Proprio pochi giorni fa BlackRock, la più grande società di gestione del risparmio al mondo, ha condotto un sondaggio in 13 Paesi al mondo. È risultato che gli italiani sono quelli che ritengono di avere il benessere finanziario più basso al mondo (cioè tra quei 13 Paesi): solo il 28% degli intervistati si ritiene infatti tranquillo dal punto di vista finanziario, cioè dichiara di riuscire ad arrivare a fine mese senza dover stare attento alle spese.
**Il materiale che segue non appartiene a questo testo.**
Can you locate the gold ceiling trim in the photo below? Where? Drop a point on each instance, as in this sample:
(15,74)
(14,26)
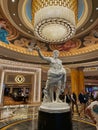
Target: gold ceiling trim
(4,6)
(62,54)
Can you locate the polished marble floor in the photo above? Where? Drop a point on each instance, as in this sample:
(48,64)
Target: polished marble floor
(25,117)
(32,125)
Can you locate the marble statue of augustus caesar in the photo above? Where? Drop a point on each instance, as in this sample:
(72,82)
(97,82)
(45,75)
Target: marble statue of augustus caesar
(56,77)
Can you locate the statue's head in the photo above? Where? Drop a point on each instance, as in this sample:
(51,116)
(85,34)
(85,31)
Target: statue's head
(55,53)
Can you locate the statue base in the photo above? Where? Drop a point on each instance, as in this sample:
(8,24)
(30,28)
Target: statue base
(54,116)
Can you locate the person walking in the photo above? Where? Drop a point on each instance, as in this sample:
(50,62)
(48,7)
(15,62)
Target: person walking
(74,103)
(92,111)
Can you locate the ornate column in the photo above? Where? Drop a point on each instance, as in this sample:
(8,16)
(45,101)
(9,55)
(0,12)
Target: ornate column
(81,79)
(75,81)
(1,86)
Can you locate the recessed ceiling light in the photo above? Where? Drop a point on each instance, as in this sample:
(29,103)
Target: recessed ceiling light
(13,0)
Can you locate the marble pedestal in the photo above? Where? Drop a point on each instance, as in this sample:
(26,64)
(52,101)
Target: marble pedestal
(54,116)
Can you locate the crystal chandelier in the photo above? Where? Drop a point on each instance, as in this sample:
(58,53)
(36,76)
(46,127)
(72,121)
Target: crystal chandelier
(54,21)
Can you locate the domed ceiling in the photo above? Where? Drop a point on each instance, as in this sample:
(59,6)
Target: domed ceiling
(81,49)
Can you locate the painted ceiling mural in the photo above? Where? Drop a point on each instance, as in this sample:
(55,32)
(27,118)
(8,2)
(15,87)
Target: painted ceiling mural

Meno della Germania (39%), meno della Gran Bretagna (40%), meno persino del Messico (53%). E il 54% degli italiani indica in soldi e lavoro le due fonti principali di stress. Questi sono numeri su cui riflettere. Perché segnalano un malessere, che esiste. Che è forte. E che determina anche le scelte politiche.
L’aspetto che più colpisce, però, è la suddivisione tra le fasce d’età nelle risposte al sondaggio: la generazione del baby boom del dopoguerra (quella su cui si accumula buona parte della ricchezza finanziaria e immobiliare) ha una percezione di benessere finanziario ben più bassa rispetto ai millenial (che invece hanno poco e sono afflitti da un tasso di disoccupazione molto più elevato). Motivo: spiegano da BlackRock che i millennial hanno aspettative più basse, dunque si accontentano di più. Anche questo deve far riflettere: in un Paese delle contraddizioni, ci sta pure che la generazione davvero tradita e con le opportunità minori sia anche quella meno insoddisfatta.